November 28, 2006 – Brion Technologies and Hitachi High-Technologies are collaborating on a DFM platform that will enable chipmakers to detect, measure, and monitor optical proximity correction (OPC) defects during volume production of advanced semiconductors. Brion and Hitachi say the combined technologies in one interface will “vastly reduce the amount of time and number of operations required to generate a several-hundred point CD-SEM recipe for OPC evaluation.”
The companies say they are working with a joint semiconductor manufacturing customer to develop a common interface that works with Brion’s Tachyon lithography design verification and Hitachi’s DesignGauge scanning electron microscope (CD-SEM) metrology system. In the new platform/interface, OPC hot spots will be detected by Tachyon, which will send defect location, classification, and grouping information to be measured and monitored by Hitachi’s DesignGauge.

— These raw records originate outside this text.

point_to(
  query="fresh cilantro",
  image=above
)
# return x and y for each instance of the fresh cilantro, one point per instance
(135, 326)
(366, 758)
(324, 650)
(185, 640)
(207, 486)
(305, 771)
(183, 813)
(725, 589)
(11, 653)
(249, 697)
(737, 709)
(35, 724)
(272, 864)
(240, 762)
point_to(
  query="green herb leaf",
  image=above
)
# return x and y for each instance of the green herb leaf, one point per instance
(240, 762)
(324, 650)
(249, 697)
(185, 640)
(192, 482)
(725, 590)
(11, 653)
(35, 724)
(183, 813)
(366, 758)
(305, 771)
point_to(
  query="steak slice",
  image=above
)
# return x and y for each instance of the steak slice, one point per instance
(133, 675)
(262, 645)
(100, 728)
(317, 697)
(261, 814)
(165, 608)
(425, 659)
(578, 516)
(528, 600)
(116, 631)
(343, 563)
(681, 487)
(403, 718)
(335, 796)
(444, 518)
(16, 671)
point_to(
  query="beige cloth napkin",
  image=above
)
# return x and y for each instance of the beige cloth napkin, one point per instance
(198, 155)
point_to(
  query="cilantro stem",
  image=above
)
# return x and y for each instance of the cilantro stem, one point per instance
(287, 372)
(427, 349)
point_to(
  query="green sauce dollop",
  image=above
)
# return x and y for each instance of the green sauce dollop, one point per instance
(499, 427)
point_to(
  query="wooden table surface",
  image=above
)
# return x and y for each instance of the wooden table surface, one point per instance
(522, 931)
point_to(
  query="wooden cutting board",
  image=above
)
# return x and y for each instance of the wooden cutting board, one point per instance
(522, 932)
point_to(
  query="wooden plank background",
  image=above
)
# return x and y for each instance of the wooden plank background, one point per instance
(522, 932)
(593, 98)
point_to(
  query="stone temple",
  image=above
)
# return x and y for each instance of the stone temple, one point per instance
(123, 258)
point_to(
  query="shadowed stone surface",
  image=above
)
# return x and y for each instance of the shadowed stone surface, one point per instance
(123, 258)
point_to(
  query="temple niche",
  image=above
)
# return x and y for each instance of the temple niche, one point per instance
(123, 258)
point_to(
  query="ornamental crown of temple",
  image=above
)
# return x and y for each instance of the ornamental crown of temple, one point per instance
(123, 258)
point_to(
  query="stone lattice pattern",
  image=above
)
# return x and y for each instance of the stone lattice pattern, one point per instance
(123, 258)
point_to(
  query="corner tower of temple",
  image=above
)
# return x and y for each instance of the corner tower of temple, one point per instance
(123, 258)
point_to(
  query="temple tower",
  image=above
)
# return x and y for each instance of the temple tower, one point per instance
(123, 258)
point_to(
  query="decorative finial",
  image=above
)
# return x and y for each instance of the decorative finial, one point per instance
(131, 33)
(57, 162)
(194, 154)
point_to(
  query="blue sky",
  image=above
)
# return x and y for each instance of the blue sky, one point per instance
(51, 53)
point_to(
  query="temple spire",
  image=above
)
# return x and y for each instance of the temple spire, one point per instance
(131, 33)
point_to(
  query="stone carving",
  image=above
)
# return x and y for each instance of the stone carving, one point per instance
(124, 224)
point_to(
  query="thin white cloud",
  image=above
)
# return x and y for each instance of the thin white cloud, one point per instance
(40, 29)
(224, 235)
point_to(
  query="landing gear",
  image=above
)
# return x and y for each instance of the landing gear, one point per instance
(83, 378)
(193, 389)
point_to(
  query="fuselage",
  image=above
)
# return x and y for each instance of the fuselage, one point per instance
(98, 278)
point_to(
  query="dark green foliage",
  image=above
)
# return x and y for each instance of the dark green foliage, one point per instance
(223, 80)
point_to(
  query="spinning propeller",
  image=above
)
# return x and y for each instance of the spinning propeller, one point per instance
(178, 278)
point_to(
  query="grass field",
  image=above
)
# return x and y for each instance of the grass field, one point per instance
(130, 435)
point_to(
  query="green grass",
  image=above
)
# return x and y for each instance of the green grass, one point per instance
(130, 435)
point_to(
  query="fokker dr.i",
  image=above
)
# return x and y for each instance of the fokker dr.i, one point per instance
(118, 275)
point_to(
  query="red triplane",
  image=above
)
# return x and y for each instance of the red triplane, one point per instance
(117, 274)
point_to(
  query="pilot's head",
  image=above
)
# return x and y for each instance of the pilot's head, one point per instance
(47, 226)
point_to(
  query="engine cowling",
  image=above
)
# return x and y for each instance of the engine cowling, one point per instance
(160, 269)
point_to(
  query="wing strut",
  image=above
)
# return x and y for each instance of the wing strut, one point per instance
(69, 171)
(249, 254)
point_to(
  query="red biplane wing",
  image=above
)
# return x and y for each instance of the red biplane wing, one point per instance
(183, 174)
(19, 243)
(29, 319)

In a statement, the companies explained that the technologies are already complementary — Tachyon depends upon accurate CD-SEM measurements for design verification, while DesignGauge uses Tachyon output to automate recipe generation and control SEM wafer observations.
“To calibrate Tachyon, one needs to have the most accurate CD measurements possible; this impacts how the process model is built and ultimately the design’s verification,” said Jun Kanamori of Hitachi High-Technologies, quoted in the statement. “So an efficient interface between model construction and CD measurements is extremely useful. And after Tachyon has identified hot spots in a design, they can be verified with the SEM for closed-loop control of design and manufacturing.”
Eric Chen, CEO of Brion, hinted that the common Tachyon-DesignGauge interface “is only a first step” in a collaboration between the two companies to evaluate and leverage synergies between their technologies.